Goodman Group, one of the world's largest logistics operators, expects to see revenues from offshore increase to 60 per cent of the group's total, helped by rapid investments in China, Hong Kong and Japan.
'We've got 50 per cent of revenues coming from offshore. That is 50 per cent from Australia and 50 per cent from the rest of the world,' Greg Goodman, chief executive of the Australian-based group, said.
'That will increase to 60 per cent very quickly. Of that, Asia will make up 30 per cent. We see China as a strong growth engine to us over the next three to four years.'
Despite some global economies slowing, Goodman said China was still going quite well. 'There is an under-supply of high-quality logistic space in China,' he said.

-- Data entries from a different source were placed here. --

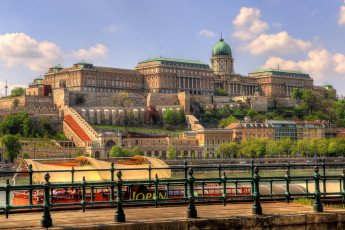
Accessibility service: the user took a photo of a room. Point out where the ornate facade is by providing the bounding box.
[31,38,326,97]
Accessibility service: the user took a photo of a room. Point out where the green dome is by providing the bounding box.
[212,38,232,56]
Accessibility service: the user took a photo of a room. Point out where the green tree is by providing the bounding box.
[1,134,22,163]
[122,149,132,157]
[109,145,125,157]
[218,115,238,128]
[247,109,258,119]
[163,109,177,125]
[167,145,176,160]
[290,88,303,99]
[215,88,228,96]
[113,92,132,107]
[74,93,86,105]
[177,109,186,125]
[192,151,196,159]
[75,148,84,157]
[10,87,25,97]
[266,140,280,156]
[22,118,33,137]
[132,147,144,156]
[326,87,337,100]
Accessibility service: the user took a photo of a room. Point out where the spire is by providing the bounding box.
[5,80,8,97]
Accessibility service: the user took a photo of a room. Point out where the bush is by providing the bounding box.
[23,153,30,159]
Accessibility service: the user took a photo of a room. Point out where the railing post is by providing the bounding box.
[71,167,75,184]
[222,172,228,206]
[285,170,291,204]
[187,168,198,218]
[80,176,86,212]
[313,166,323,212]
[41,173,53,228]
[114,171,126,222]
[322,158,327,196]
[341,169,345,201]
[153,174,159,208]
[5,179,11,218]
[250,159,254,195]
[252,167,262,215]
[110,162,115,201]
[28,164,33,205]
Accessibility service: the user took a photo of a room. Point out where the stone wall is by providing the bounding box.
[68,91,147,107]
[0,96,25,109]
[74,105,182,126]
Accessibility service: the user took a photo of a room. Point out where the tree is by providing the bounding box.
[109,145,124,157]
[218,115,238,128]
[0,115,22,135]
[326,87,337,100]
[75,148,84,157]
[22,118,33,137]
[214,88,228,96]
[74,93,86,105]
[163,109,177,125]
[1,134,22,163]
[10,87,25,97]
[290,88,303,99]
[177,109,186,125]
[122,149,132,157]
[167,145,176,160]
[247,109,258,119]
[145,105,160,124]
[113,92,132,107]
[132,147,144,156]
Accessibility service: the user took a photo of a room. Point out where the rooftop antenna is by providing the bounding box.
[5,80,8,97]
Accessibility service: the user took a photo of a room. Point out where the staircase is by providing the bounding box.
[64,115,91,141]
[63,106,98,147]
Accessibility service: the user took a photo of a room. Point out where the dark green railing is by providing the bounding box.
[0,160,345,227]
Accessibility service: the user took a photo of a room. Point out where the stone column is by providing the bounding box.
[97,109,102,125]
[111,110,116,125]
[89,109,96,125]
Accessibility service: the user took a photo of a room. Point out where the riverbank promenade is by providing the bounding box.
[0,202,345,230]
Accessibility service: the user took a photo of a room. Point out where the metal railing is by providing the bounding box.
[0,160,345,227]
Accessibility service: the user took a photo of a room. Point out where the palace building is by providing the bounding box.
[27,35,327,97]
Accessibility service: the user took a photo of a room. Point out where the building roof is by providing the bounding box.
[139,57,209,68]
[249,69,311,78]
[294,121,321,125]
[212,37,232,56]
[225,122,241,129]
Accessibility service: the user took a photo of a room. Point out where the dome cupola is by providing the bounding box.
[212,36,232,56]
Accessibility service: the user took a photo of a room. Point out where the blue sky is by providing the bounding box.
[0,0,345,95]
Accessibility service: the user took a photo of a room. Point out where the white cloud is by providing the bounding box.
[198,30,216,37]
[261,49,345,81]
[232,7,269,41]
[0,33,62,71]
[272,23,283,27]
[338,1,345,25]
[243,31,312,55]
[0,81,28,97]
[72,44,108,60]
[102,24,121,33]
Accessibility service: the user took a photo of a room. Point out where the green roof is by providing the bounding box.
[74,60,92,65]
[212,37,232,56]
[249,69,310,78]
[139,57,208,66]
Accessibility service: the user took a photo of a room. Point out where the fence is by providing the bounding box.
[0,160,345,227]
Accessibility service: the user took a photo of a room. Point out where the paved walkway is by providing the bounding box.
[0,202,344,230]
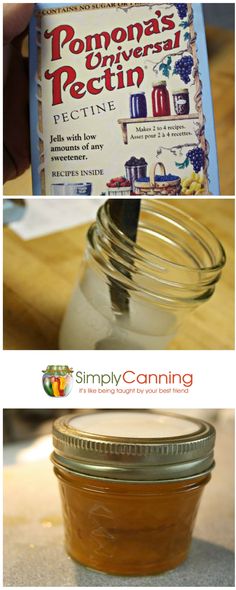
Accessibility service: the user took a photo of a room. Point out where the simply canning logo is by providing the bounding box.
[75,369,193,392]
[42,365,73,397]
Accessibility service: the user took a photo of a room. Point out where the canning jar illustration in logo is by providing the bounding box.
[43,365,73,397]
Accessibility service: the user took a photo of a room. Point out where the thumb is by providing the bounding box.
[3,3,34,45]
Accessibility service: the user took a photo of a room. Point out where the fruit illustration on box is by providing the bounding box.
[43,365,73,397]
[30,2,219,197]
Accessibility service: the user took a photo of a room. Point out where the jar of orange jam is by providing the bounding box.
[52,410,215,575]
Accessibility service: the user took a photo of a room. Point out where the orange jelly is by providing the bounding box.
[53,410,215,575]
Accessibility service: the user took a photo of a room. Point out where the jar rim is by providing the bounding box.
[102,199,226,273]
[53,410,215,481]
[87,199,226,308]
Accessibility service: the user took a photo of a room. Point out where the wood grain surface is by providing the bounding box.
[4,199,234,350]
[4,27,235,196]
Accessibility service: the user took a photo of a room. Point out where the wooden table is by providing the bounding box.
[4,199,234,350]
[4,27,234,196]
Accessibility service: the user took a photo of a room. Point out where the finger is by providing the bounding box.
[3,3,34,45]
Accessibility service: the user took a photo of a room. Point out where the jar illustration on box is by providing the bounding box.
[134,162,181,196]
[152,80,170,117]
[130,91,147,119]
[60,198,225,350]
[43,365,73,397]
[172,88,190,115]
[51,410,215,575]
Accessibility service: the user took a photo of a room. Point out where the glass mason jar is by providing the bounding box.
[59,199,225,350]
[52,410,215,575]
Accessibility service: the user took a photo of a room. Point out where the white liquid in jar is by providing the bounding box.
[59,270,176,350]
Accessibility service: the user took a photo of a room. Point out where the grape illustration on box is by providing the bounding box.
[30,3,219,196]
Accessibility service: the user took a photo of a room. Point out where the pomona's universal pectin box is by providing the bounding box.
[30,3,219,196]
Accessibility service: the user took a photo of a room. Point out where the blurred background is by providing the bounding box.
[4,3,235,196]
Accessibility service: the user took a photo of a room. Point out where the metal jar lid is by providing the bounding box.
[52,410,215,482]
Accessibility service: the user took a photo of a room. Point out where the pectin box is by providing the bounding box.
[30,3,219,197]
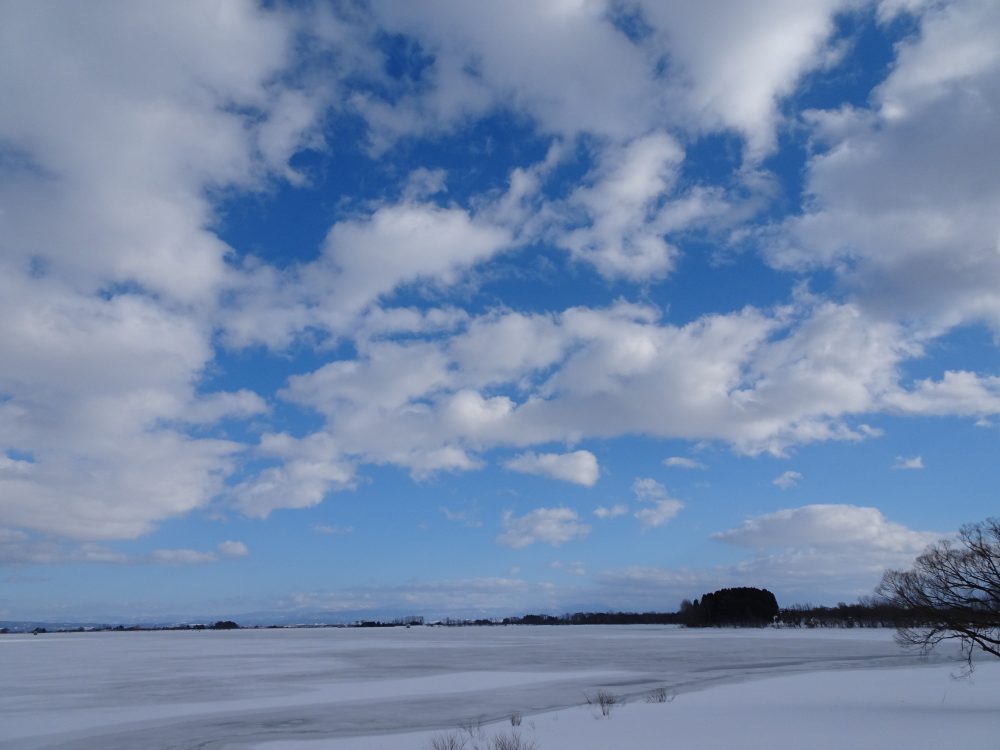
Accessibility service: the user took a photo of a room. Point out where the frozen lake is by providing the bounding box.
[0,626,960,750]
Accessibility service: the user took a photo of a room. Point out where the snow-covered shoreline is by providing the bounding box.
[0,626,1000,750]
[254,663,1000,750]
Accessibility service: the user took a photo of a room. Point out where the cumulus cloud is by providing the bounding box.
[0,0,1000,556]
[663,456,708,469]
[504,451,600,487]
[771,470,802,490]
[439,506,483,529]
[892,456,924,471]
[497,507,590,549]
[713,505,940,557]
[219,540,250,557]
[767,0,1000,335]
[594,503,628,520]
[150,549,218,565]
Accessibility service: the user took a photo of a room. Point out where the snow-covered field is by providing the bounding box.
[0,626,1000,750]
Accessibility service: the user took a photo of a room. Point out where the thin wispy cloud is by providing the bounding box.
[663,456,708,469]
[892,456,924,471]
[771,470,802,490]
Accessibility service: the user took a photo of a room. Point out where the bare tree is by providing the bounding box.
[876,518,1000,669]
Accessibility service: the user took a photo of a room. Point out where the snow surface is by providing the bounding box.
[0,626,1000,750]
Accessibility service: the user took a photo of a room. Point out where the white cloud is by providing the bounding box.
[771,470,802,490]
[558,134,684,279]
[892,456,924,471]
[712,505,939,558]
[549,560,587,576]
[150,549,218,565]
[883,370,1000,417]
[358,0,850,155]
[634,500,684,530]
[768,0,1000,336]
[504,451,600,487]
[663,456,708,469]
[594,503,628,520]
[497,508,590,549]
[219,540,250,557]
[439,506,483,529]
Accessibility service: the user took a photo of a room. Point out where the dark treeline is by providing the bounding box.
[499,612,681,625]
[679,586,779,628]
[778,598,927,628]
[0,587,940,634]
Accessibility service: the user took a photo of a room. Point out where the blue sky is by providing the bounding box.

Goodman has predicted that its investment in China would reach about A$3 billion (HK$24.7 billion) in five years. Assets under management in mainland China have an investment value of US$300 million. They include four logistics centres in Shanghai held through the Goodman China Logistics Holding fund, an 80-20 joint venture with Canadian pension fund CPPIB. It also has its first development in Chengdu which is expected to begin operations this year.Its current developments on the mainland are capable of delivering more than 500,000 square metres, according to the company.
Goodman's driver of expansion relies on fast-growing domestic consumption, which is supported by the growing middle class and urbanisation.
'Logistics is going very well. We rely on domestic consumption,' Philip Pearce, managing director of Goodman's Greater China division, said.
Commenting on its partner China Investment Corporation (CIC), Goodman said the mainland's sovereign wealth fund had improved credibility of its mainland expansion.
'It gives us more of a national feel when you are in China,' he said.
CIC committed a US$409 million hybrid securities investment in the company in 2009. That will allow CIC's holding in Goodman to reach 18.2 per cent, when converted.
Goodman's main assets in the region are also in Hong Kong, where an unlisted fund invests in logistics and warehouse properties. The fund has 13 properties and one development project, worth about HK$9.5 billion.
Commenting on the global slowdown, Goodman said the competitive environment would provide opportunities for bigger players to increase market share.